In New York

In New York

Monday, 6 December 2010

Not a whole person any more

What do you say when your husband tells you he's not a whole person anymore, not a 'normal human being', when he turns his face away from you to hide the tears? When he compares what he considers to be the few tasks he carried out today, which have left him feeling exhausted, with all the things he was able to do a year ago? When he blames himself for all the shit Kate and Tom will have to deal with, are already dealing with? When he tells you he is contemplating all his losses, the 'lost' Roch and how his physical powers are diminishing - and also the future which has been taken away from him. His counsellor often talks to him about how he will never see his grandchildren. He has told me that he feels this is intrusive. It's not something he thought about until she mentioned it. Now he sits beside me and mourns this loss. I hold his hand. This is not a time to offer false hope, make an attempt at humour or talk about how we don't know what will happen, that every case is different, that there are the possibilities of a longer life. He fears a longer life spent in decrepitude. This is not a time to speak in platitudes. I say 'I am so sorry Roch, I am so sorry', and I am, I am deeply sorrowful. I listen, and stroke his hand and feel helpless. I do tell him that he is not to blame for the shit that we all will have to deal with, that Kate and Tom are stronger than he thinks, that he cannot take on all their stuff. That they will have other influences in their lives, other sources of support we may not be aware of now. But this doesn't help. 'I should be that influence,' he says. 'It should be me supporting them, but I won't be there.' So I shut up then. Nothing I say can help him.
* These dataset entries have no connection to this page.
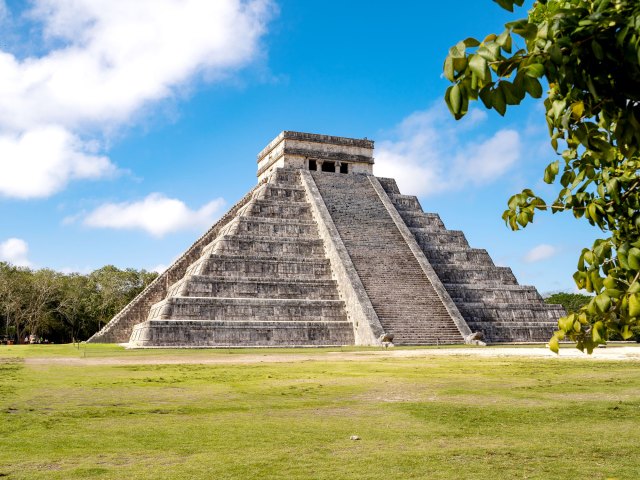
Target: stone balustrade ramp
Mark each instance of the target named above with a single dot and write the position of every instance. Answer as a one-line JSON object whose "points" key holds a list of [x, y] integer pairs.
{"points": [[405, 301], [488, 297], [263, 281]]}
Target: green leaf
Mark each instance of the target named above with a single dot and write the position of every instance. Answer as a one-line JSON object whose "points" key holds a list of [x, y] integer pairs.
{"points": [[603, 302], [457, 51], [448, 69], [634, 305], [478, 65], [551, 171], [532, 86], [597, 332], [498, 101], [633, 257], [535, 70], [470, 42]]}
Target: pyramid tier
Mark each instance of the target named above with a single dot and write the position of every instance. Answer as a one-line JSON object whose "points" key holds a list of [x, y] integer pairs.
{"points": [[207, 286], [487, 296], [277, 208], [402, 296], [212, 333], [242, 266], [269, 246], [244, 309]]}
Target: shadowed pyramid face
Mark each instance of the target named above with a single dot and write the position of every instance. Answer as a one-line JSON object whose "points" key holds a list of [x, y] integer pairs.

He worries that he won't be able to protect his brothers and sisters from his reality when they visit at the weekend. Why should you protect them? I ask, why shouldn't they know how it is for you? He nods. We agree however that we do fear interference. Some may deal with their sadness and feelings of helplessness by making obvious suggestions, by trying to interfere. It would be easy for me to feel insulted and I know I can be defensive and I will have to watch myself. By Friday of course, Roch may be feeling better. The very fact of the Family Visit may cheer him.

After a time, he withdraws his hand and asks for a tissue. He's not surprised when I produce one, he remarks that in twenty years of marriage he thinks there has only been one occasion when he has asked for a tissue and I haven't been able to oblige. He tries to stand but it's a struggle. His legs are very weak now. The stairs are terribly difficult for him. The transition to a downstairs bedroom is not far away. We plan the actual move for after Christmas. I'm wondering now if we should be organising this sooner. We are minimising the trips upstairs. The wet room should be finished today and in fact, Roch is already using it almost exclusively. I can add the finishing touches over the next few days.

In a year, a lot has changed. It's hard to focus on the positive sometimes, to be grateful for what we still have. I just don't think about the future if I can help it.